Members take their seat for the opening of an Olympic Summit on reforming the anti-doping system on October 8, 2016 in Lausanne. ©Getty Images
Members take their seat for the opening of an Olympic Summit on reforming the anti-doping system on October 8, 2016 in Lausanne. ©Getty Images

The IOC’s position on all of this is as follows:

“The amount of stored urine is limited, so we do not want to use it too soon (before new tests are developed) unless the intelligence for a particular new test in a particular group of athletes means that it is worthwhile.

“This is the case for a number of London samples thanks to the new test for steroids (long-term metabolites).

“Also the testing is expensive…so it makes sense to do it where there is a reasonable chance of success…

“New tests for substances other than anabolic steroids may be developed in the next three years…so unless there is a good reason, we want to keep samples until nearer to the eight years.”

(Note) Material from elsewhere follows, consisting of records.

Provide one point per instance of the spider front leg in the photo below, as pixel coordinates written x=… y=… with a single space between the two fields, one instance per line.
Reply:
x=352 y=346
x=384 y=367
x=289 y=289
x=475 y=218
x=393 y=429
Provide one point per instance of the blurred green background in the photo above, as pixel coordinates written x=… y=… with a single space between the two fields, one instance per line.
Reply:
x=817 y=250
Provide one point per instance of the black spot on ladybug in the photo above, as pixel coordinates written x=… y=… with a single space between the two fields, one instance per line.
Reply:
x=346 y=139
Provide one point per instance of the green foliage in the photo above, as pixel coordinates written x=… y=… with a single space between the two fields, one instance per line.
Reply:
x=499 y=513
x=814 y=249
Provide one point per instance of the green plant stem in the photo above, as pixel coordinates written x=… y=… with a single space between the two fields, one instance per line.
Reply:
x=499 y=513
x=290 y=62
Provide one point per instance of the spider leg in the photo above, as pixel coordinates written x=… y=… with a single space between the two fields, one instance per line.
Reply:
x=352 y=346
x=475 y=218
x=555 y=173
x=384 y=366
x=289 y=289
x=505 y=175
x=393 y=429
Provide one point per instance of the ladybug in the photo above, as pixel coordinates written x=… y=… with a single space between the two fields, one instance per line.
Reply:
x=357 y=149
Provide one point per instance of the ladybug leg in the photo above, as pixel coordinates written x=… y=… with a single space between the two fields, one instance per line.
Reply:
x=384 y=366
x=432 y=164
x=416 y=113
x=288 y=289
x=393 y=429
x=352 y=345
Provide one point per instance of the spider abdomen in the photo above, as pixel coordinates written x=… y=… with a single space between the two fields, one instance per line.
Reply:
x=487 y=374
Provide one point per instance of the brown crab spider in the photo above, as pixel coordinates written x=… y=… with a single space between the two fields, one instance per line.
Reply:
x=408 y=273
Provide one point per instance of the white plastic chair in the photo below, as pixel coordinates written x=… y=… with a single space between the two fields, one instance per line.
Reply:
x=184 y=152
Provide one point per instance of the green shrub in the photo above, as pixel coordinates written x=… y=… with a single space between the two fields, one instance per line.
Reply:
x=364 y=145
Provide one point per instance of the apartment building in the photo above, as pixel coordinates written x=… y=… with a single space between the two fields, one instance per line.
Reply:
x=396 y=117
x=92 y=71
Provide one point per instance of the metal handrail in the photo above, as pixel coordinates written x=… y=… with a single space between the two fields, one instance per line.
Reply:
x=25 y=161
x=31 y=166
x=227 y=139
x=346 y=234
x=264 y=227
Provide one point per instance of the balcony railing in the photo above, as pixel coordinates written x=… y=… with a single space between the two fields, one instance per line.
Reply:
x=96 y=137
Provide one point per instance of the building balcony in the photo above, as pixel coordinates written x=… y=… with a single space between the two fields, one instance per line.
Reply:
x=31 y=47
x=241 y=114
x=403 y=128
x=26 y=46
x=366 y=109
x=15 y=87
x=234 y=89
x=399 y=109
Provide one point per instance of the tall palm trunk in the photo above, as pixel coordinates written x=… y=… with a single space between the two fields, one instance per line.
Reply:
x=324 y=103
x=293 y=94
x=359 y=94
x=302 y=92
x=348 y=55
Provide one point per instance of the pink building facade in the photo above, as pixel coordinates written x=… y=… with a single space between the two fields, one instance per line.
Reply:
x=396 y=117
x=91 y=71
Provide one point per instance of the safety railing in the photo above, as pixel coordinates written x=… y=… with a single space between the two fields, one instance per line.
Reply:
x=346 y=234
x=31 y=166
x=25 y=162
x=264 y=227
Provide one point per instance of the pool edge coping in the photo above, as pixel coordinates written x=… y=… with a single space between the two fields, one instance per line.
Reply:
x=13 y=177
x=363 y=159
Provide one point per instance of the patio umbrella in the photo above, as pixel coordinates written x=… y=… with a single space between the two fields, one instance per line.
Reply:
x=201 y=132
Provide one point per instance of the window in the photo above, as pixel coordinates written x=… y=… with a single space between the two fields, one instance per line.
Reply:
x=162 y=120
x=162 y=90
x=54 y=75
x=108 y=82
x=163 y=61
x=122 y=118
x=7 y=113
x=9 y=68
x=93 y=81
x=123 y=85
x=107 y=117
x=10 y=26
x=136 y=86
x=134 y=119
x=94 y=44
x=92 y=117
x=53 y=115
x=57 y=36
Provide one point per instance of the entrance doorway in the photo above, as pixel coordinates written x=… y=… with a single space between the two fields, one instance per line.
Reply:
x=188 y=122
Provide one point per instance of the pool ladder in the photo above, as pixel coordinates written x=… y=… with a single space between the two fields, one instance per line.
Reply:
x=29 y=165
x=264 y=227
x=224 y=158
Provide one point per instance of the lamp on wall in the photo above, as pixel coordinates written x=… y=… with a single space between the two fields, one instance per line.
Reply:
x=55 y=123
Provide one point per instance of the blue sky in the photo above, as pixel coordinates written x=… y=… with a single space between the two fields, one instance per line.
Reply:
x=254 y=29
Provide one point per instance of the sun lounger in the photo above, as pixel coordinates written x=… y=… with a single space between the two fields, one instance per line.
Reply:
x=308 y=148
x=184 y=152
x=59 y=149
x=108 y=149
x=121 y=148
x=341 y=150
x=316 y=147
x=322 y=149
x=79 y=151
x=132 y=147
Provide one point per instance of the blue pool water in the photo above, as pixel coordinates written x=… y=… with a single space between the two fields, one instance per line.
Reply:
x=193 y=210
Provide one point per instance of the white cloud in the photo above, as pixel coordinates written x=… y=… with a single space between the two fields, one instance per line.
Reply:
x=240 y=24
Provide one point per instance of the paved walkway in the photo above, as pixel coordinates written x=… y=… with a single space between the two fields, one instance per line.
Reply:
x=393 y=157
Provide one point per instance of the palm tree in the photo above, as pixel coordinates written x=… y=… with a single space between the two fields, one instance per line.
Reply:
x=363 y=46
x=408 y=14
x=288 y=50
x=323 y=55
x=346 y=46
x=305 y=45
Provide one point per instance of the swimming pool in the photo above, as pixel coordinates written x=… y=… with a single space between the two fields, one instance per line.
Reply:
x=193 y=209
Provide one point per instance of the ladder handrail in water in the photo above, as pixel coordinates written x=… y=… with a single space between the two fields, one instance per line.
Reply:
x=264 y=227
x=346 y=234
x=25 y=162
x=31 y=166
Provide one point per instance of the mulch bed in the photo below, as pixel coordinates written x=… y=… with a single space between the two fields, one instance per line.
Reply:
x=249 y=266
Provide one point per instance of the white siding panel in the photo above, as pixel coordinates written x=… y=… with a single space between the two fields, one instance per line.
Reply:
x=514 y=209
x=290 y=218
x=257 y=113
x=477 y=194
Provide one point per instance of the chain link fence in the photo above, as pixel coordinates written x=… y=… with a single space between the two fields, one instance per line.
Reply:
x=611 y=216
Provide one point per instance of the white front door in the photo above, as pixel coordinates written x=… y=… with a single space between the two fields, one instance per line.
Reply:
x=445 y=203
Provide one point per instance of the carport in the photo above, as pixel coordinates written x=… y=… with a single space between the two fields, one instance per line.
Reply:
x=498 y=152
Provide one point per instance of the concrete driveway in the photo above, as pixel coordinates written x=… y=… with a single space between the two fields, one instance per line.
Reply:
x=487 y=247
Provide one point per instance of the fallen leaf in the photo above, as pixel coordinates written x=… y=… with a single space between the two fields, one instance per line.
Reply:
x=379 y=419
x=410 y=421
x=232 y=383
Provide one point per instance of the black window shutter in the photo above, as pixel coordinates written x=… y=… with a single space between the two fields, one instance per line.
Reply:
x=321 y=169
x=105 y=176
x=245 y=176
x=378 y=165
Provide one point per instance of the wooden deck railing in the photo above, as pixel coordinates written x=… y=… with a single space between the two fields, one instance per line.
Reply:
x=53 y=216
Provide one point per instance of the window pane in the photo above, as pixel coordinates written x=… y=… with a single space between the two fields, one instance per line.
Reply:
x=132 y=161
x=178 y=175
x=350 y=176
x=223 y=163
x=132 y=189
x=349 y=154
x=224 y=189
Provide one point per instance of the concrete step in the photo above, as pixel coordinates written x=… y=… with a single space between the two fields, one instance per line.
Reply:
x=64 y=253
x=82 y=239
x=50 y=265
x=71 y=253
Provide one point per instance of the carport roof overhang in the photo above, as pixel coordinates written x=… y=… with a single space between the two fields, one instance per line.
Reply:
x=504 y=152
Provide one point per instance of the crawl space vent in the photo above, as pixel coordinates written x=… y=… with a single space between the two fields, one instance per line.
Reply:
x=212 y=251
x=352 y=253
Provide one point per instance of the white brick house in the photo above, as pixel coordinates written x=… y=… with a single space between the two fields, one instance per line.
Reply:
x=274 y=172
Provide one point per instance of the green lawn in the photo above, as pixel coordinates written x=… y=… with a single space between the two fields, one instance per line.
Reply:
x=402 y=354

All in all, I can think of no good reason why every stored sample should not undergo re-testing within eight years of collection at the very most, nor why a database should not be assembled enabling the public to compare results NOC-by-NOC, sport-by-sport.

I am not calling for the distribution plans for retrospective tests to be published, but for a detailed tally of how many re-tests have been carried out by country and by sport – and for what – to be made available after the event.

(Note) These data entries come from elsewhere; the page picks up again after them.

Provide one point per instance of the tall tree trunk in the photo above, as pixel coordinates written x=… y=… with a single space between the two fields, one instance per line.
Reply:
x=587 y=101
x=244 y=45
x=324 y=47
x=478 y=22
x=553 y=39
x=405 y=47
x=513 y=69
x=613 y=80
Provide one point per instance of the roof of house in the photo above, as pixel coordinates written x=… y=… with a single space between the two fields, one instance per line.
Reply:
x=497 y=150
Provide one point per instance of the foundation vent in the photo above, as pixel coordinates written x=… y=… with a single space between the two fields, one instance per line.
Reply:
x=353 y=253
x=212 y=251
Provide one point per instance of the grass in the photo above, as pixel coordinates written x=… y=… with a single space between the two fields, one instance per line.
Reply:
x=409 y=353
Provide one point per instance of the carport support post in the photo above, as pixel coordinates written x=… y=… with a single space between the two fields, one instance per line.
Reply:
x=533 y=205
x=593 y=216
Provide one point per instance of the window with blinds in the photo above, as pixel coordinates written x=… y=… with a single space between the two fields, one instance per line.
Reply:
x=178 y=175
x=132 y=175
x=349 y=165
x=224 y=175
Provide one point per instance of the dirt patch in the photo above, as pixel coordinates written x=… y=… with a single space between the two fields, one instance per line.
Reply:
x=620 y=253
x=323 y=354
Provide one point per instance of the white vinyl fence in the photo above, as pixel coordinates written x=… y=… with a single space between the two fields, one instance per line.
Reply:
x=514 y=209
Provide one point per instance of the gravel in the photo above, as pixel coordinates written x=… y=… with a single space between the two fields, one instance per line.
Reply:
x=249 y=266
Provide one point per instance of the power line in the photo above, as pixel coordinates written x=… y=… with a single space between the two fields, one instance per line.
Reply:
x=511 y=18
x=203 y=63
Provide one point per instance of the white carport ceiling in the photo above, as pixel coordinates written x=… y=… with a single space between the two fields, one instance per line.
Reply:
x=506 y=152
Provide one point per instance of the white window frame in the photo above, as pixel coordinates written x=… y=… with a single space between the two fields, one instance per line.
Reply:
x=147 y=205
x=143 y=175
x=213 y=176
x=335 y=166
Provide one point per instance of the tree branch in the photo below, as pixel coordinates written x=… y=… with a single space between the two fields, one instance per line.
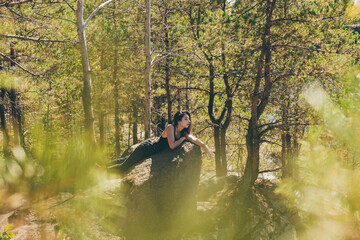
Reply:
x=72 y=8
x=17 y=64
x=11 y=4
x=271 y=170
x=95 y=11
x=35 y=39
x=164 y=55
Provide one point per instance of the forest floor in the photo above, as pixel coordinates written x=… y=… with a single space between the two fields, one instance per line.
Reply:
x=97 y=214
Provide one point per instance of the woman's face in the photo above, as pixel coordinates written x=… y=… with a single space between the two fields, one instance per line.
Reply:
x=185 y=121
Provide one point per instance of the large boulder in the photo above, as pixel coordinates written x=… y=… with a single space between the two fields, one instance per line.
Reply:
x=160 y=194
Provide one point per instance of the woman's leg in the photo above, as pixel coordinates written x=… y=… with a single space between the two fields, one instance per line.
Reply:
x=144 y=150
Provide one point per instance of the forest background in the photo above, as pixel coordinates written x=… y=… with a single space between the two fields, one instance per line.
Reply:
x=248 y=72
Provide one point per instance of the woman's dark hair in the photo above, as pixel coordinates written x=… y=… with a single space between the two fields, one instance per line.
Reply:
x=177 y=118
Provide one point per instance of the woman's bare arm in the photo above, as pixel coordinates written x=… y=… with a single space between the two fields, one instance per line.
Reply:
x=169 y=132
x=198 y=142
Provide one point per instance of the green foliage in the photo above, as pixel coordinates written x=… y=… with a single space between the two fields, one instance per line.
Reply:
x=325 y=191
x=7 y=234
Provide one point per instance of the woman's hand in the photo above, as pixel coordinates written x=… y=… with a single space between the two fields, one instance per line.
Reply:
x=208 y=151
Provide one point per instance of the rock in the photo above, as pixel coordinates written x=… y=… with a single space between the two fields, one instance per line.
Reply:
x=161 y=194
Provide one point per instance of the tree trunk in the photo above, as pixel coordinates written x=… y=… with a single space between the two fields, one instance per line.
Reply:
x=223 y=151
x=257 y=106
x=253 y=149
x=3 y=124
x=135 y=130
x=116 y=100
x=217 y=151
x=86 y=94
x=147 y=114
x=167 y=67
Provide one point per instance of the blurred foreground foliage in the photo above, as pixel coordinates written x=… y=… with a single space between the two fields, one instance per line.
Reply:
x=325 y=191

It should also be made explicitly and inescapably clear that those sports with the worst re-test records will get a big black mark against their name when it comes to working out the sports programme for future Games.

I would furthermore argue that if we ever get an independent global testing authority, responsibility for re-testing these stored samples should be handed over to it.

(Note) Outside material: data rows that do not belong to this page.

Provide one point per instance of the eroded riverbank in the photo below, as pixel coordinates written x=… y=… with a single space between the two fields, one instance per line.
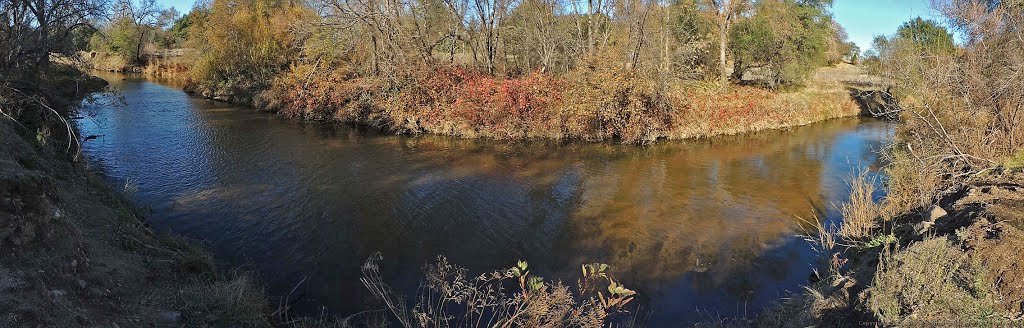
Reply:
x=696 y=228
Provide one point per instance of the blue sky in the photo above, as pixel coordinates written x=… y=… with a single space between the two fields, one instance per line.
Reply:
x=865 y=18
x=862 y=18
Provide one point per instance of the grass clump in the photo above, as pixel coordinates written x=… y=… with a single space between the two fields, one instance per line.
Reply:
x=932 y=281
x=513 y=297
x=231 y=302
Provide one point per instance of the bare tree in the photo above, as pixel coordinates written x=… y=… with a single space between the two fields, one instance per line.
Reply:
x=144 y=16
x=727 y=11
x=31 y=30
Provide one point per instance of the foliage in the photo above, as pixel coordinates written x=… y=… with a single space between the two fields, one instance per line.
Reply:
x=242 y=44
x=927 y=35
x=450 y=297
x=783 y=41
x=931 y=281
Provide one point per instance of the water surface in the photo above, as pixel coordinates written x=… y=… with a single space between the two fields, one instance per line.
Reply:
x=699 y=229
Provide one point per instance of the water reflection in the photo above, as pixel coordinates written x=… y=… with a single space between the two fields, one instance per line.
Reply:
x=691 y=226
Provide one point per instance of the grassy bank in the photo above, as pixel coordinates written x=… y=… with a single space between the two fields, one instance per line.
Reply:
x=75 y=253
x=942 y=247
x=172 y=64
x=593 y=105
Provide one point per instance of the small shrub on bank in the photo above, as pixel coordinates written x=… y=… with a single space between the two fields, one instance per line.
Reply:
x=512 y=297
x=599 y=104
x=932 y=282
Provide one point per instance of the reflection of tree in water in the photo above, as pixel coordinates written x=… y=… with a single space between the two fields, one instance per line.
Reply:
x=660 y=211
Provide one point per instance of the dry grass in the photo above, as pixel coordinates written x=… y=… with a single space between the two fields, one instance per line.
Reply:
x=513 y=297
x=932 y=282
x=860 y=212
x=600 y=104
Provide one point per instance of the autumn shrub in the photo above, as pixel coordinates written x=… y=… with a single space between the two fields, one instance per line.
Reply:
x=242 y=45
x=305 y=92
x=463 y=101
x=450 y=296
x=595 y=104
x=607 y=103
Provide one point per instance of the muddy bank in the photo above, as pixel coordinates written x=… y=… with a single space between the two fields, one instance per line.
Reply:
x=75 y=253
x=956 y=263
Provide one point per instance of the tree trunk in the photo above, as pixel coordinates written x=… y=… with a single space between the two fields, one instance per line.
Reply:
x=723 y=69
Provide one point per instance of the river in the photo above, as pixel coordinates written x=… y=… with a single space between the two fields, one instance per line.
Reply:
x=702 y=229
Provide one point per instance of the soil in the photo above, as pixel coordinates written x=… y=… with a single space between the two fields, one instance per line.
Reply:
x=74 y=253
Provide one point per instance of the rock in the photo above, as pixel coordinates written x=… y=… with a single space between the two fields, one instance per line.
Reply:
x=170 y=316
x=935 y=213
x=56 y=293
x=922 y=228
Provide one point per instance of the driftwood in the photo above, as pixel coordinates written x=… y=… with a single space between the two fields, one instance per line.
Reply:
x=880 y=104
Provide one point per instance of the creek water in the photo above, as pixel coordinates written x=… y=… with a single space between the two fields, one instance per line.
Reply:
x=700 y=230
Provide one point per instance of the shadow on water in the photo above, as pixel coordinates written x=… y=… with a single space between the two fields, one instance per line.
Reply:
x=697 y=228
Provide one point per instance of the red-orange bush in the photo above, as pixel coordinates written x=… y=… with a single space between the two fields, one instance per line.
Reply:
x=597 y=104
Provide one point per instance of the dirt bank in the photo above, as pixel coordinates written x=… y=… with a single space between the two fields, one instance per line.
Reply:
x=958 y=263
x=74 y=253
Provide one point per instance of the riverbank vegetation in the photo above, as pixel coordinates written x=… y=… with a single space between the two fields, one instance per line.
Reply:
x=75 y=253
x=936 y=249
x=630 y=71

Just because the IOC, largely, pays the anti-doping piper, by dint of having the most valuable marketing and media rights, it does not make it ideal practice for it, the IOC, to exert such a high degree of control over the re-testing of samples taken at its events.

In summary then, this battery of tens of thousands of stored samples is a worthwhile tool; if utilised to best effect, in addition to acting as a deterrent, it could enable us to map the recent past of performance-enhancing drug use in Olympic sport more accurately than has so far proved possible.

But the scope of re-testing ought to be comprehensive: all 4,770 Beijing samples should have been re-tested by now, with outcomes summarised by country and by sport in a transparent way.

If money is an obstacle to this happening, then it shouldn’t be.

The problems at Rio will leave a few unanticipated gaps for future re-testers.

As stated by the report of the Independent Observers:

“The IOC specified that the top five finishers in every event were to be tested.

“However, this was mainly focused on high- and medium-risk sports, and did not occur at every event.

“(On some occasions it did not occur due to a lack of sufficient doping control personnel at the venue in question.)”

But a total of more than 4,800 samples were, nevertheless, gathered.

And finally, sooner rather than later, control of the samples in their Lausanne depository should be handed to an independent testing authority.